DIXFIELD – SAD 21 wants an administrative merger with its three neighboring districts, but there’s one major stumbling block.
Whoever merges with the Dixfield-based district will likely be slammed with hundreds of thousands of dollars in extra taxes because the four towns that make up SAD 21 are valued so much lower than those of its neighbors.
Superintendent Tom Ward sent a letter to Department of Education Commissioner Susan Gendron stating the problem. That letter also went to area legislators.
“If the state doesn’t do something, we will be a ‘doughnut hole’ and we don’t want to be,” Ward said Friday afternoon. “When everyone sends their letter, the issue will be clear. The Department of Education is already aware of it.”
A “doughnut hole” is a district or school union that doesn’t partner with other districts for a variety of reasons, including lower or higher values than its neighbors or remoteness. One of the downsides of being designated a “doughnut hole” is the need to look for greater savings in the central office.
“It’s too much for us to make up, too much for our communities,” he said of the suggestion that Dixfield, Peru, Carthage and Canton make up the difference in school taxes so that it could join with one or more of the three districts in the area that have been discussing consolidation.
“Right now (the formula) is discouraging districts to partner when they look at the figures. We’re fortunate that neighboring districts are hanging in with us.
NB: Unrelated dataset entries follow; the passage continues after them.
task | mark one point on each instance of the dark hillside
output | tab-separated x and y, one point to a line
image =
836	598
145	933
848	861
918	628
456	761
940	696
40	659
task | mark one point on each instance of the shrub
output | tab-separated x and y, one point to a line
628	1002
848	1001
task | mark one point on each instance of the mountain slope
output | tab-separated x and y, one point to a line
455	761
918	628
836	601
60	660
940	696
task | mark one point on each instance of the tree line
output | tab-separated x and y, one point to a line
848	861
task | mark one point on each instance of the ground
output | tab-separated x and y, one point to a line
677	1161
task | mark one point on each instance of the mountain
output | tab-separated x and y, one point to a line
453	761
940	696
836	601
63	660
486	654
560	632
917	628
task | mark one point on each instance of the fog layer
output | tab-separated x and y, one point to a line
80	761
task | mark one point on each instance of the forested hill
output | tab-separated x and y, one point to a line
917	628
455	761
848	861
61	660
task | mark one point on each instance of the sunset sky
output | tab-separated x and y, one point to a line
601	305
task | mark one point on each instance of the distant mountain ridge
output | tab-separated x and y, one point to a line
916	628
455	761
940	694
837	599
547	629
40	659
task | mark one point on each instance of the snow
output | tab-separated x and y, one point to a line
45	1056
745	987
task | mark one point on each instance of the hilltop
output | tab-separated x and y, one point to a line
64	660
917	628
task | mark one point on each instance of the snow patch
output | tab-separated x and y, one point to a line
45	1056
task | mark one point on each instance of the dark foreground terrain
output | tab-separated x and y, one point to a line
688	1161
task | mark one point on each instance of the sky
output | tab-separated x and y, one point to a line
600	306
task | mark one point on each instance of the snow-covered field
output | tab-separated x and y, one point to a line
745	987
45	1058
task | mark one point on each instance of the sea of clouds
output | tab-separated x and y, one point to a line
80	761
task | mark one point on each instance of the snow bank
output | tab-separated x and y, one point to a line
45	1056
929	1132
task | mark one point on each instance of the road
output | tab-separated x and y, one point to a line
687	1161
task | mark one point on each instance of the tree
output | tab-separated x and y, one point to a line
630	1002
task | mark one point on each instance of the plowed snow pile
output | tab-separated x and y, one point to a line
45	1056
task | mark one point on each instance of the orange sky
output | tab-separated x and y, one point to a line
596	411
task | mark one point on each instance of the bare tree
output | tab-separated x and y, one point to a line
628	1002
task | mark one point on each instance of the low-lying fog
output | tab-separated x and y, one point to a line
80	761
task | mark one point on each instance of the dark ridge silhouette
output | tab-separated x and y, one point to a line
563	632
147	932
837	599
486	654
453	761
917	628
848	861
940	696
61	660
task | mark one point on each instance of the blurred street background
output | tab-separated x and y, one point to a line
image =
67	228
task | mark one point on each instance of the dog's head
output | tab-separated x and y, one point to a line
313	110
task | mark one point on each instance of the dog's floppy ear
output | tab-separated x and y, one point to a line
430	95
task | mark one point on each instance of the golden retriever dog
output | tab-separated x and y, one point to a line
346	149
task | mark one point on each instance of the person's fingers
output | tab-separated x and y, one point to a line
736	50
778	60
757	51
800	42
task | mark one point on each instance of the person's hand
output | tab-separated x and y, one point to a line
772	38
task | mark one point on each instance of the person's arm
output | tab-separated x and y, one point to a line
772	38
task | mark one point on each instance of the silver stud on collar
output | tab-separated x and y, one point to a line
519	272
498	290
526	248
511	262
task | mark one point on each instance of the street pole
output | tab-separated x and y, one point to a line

They’ve been great, but we can’t expect our neighbors to absorb the costs,” he said.
SAD 44 in Bethel, SAD 43 in Rumford and Union 37 in the Rangeley area have each filed letters of intent to join with each other and with SAD 21.
Such a partnership, under the current state formula, could cost SAD 21 partners more than $700,000.
That’s nothing SAD 43 Superintendent Jim Hodgkin wants to inflict on the residents of his district’s four member towns.
“There’s no way SAD 43 will support any combination with SAD 21 without the numbers changing. We want to consolidate with SAD 21, but the numbers don’t address the issue,” he said.
SAD 21, SAD 44 and SAD 43 have worked together for several years, sharing services, costs and other things to save each money.
“If the numbers don’t change, no one will be able to go with SAD 21,” Hodgkin said. “Everyone felt bad at the table (at an Aug. 28 four-district meeting), but no one can ask taxpayers to pay the extra.”
Besides the three core districts, Union 37 in Rangeley, and the unaffiliated towns of Hanover, Upton, Gilead, Lincoln Plantation and Magalloway Plantation have been discussing a merger.
SAD 44 Superintendent David Murphy said his board plans to hold an informational meeting with the selectmen of his district’s five towns – Bethel, Newry, Woodstock, Greenwood and Andover – on Sept. 17 to update them on the letter of intent and other parts of the state mandate for administrative mergers.
SAD 43 did that last week, and SAD 21 plans to hold a similar meeting within the next couple of weeks. Phil Richardson, superintendent of Union 37, could not be reached for comment.
The four school units plan to hire a facilitator to help them through the merging process. Once that person is hired, a Regional Planning Committee will be formed from representatives for each of the proposed partnership towns, to work out the details.
Some have speculated that the January session of the Legislature may change some of the requirements of the law calling for district administrative mergers, and at least one citizens’ initiative has been started to repeal the law.
Ward remains upbeat.
“We’re all trying to be optimistic and hope the state will make the cost sharing more equitable,” he said.